Per garantire ai due giornalisti l'immunità parlamentare il Psi li candidò e fece eleggere entrambi. Anche De Lorenzo, a ogni buon conto, scelse di farsi proteggere dall'immunità e accettò la candidatura offertagli dai monarchici. Poco dopo querelò il nuovo direttore dell'Espresso, Corbi, per gli stessi motivi ma stavolta una sentenza diamentralmente opposta a quella ai danni di Jannuzzi e Scalfari gli diede torto.

Jannuzzi tornò sul banco degli imputati alla fine degli anni ' 90. Nel frattempo aveva fondato il Velino, contribuito a far nascere Radio Radicale ed era diventato direttore del Giornale di Napoli. Da quelle colonne aveva criticato con grande durezza e anche con grande precisione l'inchiesta che aveva mandato ingiustamente in galera il popolarissimo presentatore Enzo Tortora. Il giudice istruttore Giorgio Fontana lo denunciò e nonostante fosse già chiaro che ad aver ragione era il giornalista vinse la causa. Perché i magistrati che avevano imbastito quel processo non erano stati messi neppure sotto inchiesta, dunque dire che la loro inchiesta era piena di errori non si poteva. Jannuzzi fu condannato a due anni e passa di galera. Non pago Fontana denunciò di nuovo il direttore e il cronista Sergio De Gregorio per aver scritto, dopo la morte di Tortora, che la persecuzione di cui era stato vittima aveva molto a che fare con la sua malattia. Stavolta la condanna fu a un risarcimento di 280mila euro. Forza Italia, nel 2001, candidò e fece eleggere Jannuzzi ma l'immunità parlamentare non era più quella di un tempo.
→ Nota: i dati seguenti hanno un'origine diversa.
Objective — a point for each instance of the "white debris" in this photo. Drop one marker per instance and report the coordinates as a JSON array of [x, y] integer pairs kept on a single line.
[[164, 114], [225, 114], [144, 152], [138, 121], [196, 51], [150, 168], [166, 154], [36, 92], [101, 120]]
Nel 2004 il giornalista finì ai domicialiri, pur essendo senatore, e sarebbe probabilmente arrivato anche al carcere se nel 2005 il presidente Ciampi non lo avesse graziato. Lino Jannuzzi finì sotto processo anche per aver denunciato nel 2001 un vertice segreto in Svizzera tra quattro magistrati nel quale il piatto forte sarebbe stato l'arresto di Silvio Berlusconi. Ma in quell'occasione a essere condannati a pagare un salatissimo risarcimento furono la Mondadori e il direttore responsabile di Panorama. La professione del reporter ha volte è spericolata. Di solito, come nel caso di Lino Jannuzzi, quando si è grandi giornalisti.